俺は準備が終わると、ふと窓の外に目をやると、見事なオレンジと濃紺のグラデーションが空一面に広がっていた。
そろそろ帰ってくる頃か・・・そう思った瞬間、ガチャリと玄関の開く音がする。

俺は、そのまま玄関まで向かうと、そこには小さな箱を手に提げたむぎが照れくさそうに笑っていた。

「お帰り。」
「だたいま。」
「また川原に行ってたんだな。身体冷えてねぇか?」
「もう、麻生君は心配性。今8月だよ?暑い位だってば。」
「そっか。」

むぎの頭の上にポンと置いた手でグリグリと頭を撫でると、むぎが両手で俺の手を掴んだ。
そして、そのまま俺の手で自分の顔を覆うと、静かに喋り始めた。

「今日は、ゴメンネ。下らない事で怒って。」
「いいよ、それより俺の方こそゴメンな。暴言吐いて。」

お互いがお互いに許しを乞う。
そして、それを許しあうかのように、俺達はそのままキスをした。
玄関先での懺悔のキスは、思いの外深くなってしまって、俺は勢いに任せて、そのままむぎを抱き上げた。

「ちょ、麻生君っ!!」
「なに。
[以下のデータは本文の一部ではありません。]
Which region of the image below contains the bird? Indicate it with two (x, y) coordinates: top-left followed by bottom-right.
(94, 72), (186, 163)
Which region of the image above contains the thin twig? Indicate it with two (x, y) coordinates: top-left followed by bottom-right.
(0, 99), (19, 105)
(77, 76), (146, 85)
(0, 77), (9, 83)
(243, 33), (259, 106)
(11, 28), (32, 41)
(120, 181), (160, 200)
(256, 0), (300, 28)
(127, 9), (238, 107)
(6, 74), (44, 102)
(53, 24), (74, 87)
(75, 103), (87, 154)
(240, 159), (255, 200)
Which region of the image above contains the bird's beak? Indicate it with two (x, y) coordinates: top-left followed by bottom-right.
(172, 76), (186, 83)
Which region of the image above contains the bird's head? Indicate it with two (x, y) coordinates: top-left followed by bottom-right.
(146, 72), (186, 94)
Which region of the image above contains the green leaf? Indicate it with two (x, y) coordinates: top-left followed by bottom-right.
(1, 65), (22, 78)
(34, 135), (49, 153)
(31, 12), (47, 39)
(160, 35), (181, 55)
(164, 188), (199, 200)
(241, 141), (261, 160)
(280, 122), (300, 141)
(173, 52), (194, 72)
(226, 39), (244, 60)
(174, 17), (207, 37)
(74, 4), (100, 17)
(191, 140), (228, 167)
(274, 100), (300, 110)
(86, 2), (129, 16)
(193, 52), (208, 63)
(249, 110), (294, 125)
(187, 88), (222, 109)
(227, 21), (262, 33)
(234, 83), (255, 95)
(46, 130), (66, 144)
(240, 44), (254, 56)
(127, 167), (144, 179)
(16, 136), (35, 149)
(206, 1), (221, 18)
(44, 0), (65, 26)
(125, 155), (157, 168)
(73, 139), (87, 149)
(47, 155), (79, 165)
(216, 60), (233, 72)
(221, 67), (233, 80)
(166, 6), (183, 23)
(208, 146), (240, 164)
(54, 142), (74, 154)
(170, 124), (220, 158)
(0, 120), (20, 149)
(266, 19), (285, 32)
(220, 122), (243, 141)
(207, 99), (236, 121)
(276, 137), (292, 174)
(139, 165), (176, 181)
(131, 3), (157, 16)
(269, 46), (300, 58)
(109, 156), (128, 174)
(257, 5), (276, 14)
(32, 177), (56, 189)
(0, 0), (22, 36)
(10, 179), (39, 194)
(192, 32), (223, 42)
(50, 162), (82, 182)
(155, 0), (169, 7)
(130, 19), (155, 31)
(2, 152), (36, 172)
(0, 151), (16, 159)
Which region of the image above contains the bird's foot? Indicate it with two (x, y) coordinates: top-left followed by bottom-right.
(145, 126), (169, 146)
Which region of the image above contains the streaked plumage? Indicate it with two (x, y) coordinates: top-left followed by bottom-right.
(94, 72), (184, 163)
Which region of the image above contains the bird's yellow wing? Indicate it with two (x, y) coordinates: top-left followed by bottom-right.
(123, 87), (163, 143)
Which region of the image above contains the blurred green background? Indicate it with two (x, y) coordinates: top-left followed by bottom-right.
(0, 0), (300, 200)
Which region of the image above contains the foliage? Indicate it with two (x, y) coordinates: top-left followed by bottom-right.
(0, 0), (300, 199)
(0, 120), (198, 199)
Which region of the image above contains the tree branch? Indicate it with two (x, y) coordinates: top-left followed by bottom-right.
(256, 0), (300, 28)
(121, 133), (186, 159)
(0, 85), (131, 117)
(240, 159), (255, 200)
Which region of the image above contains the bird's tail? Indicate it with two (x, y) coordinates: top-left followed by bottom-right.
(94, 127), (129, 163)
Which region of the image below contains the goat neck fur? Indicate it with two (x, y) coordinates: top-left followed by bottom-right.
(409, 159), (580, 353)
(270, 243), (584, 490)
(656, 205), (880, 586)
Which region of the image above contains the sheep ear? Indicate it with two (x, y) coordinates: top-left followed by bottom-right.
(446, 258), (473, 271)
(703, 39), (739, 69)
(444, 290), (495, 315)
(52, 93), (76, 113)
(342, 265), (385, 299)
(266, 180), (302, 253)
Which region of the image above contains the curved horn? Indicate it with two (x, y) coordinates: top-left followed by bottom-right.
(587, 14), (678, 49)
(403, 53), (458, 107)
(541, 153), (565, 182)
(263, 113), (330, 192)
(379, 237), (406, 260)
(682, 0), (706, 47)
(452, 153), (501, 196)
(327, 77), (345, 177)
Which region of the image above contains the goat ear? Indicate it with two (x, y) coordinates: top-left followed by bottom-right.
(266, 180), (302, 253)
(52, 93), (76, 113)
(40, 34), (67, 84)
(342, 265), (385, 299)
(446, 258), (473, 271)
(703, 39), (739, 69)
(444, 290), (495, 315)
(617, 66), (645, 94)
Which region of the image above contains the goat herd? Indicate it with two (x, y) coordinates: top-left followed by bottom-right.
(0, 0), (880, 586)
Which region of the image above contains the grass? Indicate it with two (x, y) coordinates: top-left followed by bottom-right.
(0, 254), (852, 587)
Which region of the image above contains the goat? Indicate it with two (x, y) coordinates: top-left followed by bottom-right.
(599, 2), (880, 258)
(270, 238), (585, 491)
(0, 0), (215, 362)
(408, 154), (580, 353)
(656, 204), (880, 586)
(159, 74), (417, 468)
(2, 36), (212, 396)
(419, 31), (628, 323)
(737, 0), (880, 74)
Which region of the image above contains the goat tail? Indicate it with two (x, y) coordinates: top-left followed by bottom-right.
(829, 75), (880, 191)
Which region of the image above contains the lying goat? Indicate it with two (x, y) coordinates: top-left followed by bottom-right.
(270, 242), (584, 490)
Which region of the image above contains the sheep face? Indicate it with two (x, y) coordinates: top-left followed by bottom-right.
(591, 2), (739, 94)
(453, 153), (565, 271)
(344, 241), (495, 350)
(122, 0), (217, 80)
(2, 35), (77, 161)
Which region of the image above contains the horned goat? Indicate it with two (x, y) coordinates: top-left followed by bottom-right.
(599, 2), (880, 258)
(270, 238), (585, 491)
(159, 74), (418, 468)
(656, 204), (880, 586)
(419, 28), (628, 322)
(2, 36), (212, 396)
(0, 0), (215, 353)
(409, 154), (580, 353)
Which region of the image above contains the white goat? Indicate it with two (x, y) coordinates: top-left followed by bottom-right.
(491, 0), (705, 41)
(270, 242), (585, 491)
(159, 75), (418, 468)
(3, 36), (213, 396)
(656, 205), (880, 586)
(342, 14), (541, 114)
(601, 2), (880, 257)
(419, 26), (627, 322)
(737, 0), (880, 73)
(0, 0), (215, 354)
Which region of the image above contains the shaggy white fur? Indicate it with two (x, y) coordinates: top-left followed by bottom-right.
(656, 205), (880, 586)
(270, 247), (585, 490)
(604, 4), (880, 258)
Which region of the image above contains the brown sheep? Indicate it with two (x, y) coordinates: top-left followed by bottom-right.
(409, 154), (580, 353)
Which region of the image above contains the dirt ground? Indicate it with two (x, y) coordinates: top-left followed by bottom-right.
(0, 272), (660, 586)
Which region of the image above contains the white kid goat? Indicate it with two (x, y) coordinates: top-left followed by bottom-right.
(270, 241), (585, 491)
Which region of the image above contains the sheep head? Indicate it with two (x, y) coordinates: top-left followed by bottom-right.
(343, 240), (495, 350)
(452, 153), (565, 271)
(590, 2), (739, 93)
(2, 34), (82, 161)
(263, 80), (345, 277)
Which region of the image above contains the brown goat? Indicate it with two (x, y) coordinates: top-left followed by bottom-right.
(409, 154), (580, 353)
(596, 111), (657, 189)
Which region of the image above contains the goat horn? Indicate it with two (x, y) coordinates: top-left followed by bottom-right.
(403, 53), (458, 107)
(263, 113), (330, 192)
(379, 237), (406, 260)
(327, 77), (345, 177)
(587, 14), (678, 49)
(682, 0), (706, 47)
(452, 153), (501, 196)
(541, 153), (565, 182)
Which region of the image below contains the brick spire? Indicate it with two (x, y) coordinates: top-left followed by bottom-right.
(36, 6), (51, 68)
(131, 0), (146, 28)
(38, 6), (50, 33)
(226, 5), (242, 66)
」
「なんで、私お姫様抱っこ?」
「さぁ、何でかね。」
「ほっ、ほら!この匂いカレーでしょ!」
「ご名答。」
「カレー、作ってくれたんでしょ!?食べなくちゃ。」

「大丈夫だって。カレーは煮込みが大事だぜ?」

そして、小さくキスをしながらお姫様の手から小さな箱を奪うと、
そのままそれを冷蔵庫に入れて、リビングのソファーへ彼女を下ろす。


俺にとっての最高のスパイス。

それは、やっぱり。

目の前に居るたった一人の俺の恋人。


「好きだぜ、むぎ。」


そして再び交わされる深く熱いキスに、
頭の芯がビリビリと痺れて、


俺は彼女の中に溺れていった。









「バカ!アンポンタン!アホ麻生っ!!」
「バッお前、なにが気にくわねーんだよっ!」
「はっ?それもわからないの?信じられないっ!!!」


ムキーと顔を赤らめ目の前の恋人が再び怒る。
あれから俺達は、十二分に愛し合った後、一緒に食卓についた。
なんたって、今日は俺の誕生日だったんだから。

むぎが買って来てくれた小さなタルトのケーキに蝋燭を立て、
何故か一緒に蝋燭を吹き消して・・・そこまでは良かった。

本当であれば、むぎが夕飯を作る予定だったんだけど、
喧嘩勃発で変わりに俺が特製カレーを作ってやったのに・・・・。


「ど!う!し!て!!!! カレーにイナゴを入れるの、君はっ!!!」
「は?なにがイケねーんだよ!」
「ありえないでしょ、カレーにイナゴ、ありえないでしょ!!!」
「ふざけんなよ、シャカシャカしててウメーじゃねーか!」

「ありえない!カレーからイナゴの足が出てるの絶対に反対っ!断固反対!!!フザケルナー!!!」


それからと言うもの、俺のイナゴカレーは封印され、
ネットのお気に入りに登録していた、イナゴの仕入先もいつの間にか消去されていた。

俺的には、十分にファンタスティックな味なんだけどな・・・・。


しょうがないから、
名誉挽回の為に、今度は上手いナマコカレーをアイツに作ってやろうと心に誓った。



羽倉麻生18歳の誕生日の出来事であった。